Although his primary job with the 3rd Division, 3rd Medical Battalion was as cook, Graff also did work as a medic.
“I had no choice really,” he said. “You learned as you go. If someone was wounded you would clean the wound, put on a bandage and give them a shot of morphine.”
During his service in Korea, Graff was awarded two Bronze Stars.
“I saved a platoon from Geisha girls,” is all he would say about his two decorations.
Graff’s father maintained a map of Korea throughout Graff’s tour of duty, which lasted 10 months. The map, which Graff keeps at his home on the south side of Kokomo, is marked with tiny “Xs” indicating the different locations where the younger Graff was stationed. All are above the famed 38th parallel.
He also has several other keepsakes from his time in the war. Graff has a cigarette lighter given to him by Capt. Charles Austin for Christmas in 1951 and the sword of a Chinese cavalry officer as souvenirs. He also keeps a giant Christmas card that was sent to him in 1951 after being signed by patrons of his father’s drug store in Kokomo.
By 1953, Graff had enough points based on the military’s system to be discharged.
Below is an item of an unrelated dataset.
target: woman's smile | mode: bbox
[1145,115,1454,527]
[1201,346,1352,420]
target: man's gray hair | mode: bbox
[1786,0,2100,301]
He explained that soldiers were given four points for each month on the front lines and two points for being a reserve, and service members needed 36 points to return to the United States.
“Indiana gave us $250,” he said. “We went and served. We were asked to do something and we went and did it.”
After returning to the U.S., Graff got married two days after his return to Kokomo and completed his tour of duty at Camp Atterbury in southern Indiana. He earned $130 a month as a corporal in the Army.
Graff said his return stateside wasn’t an easy one.
“Korea is called the ‘forgotten war,’” Graff said. “We came back home and resumed our lives.
“Vietnam was not a nice war either,” Graff said of the treatment the soldiers received on returning home. “In Vietnam, there were 58,000 people killed and 1,800 missing in action, in Korea there were 38,000 killed and 5,000 missing. Most of the missing were Marines near the Chosin Reservoir.”
Still, Graff said he has been gratified to do what he wanted to do in life.
Eventually, Graff graduated from Purdue University in 1957, 49 years after his father received a pharmacology degree there. He worked at the Blue Cross Drug Store for a time, then five years at the Haag Drugs in Forest Park. Graff retired after working 25 years as the head of the pharmacology department at Howard Regional Health System.
“The military service changed my life completely,” Graff said. “If I hadn’t been drafted, I would have wound up a lawyer.
“I went away a cocky kid and came back as a 21-year-old man.”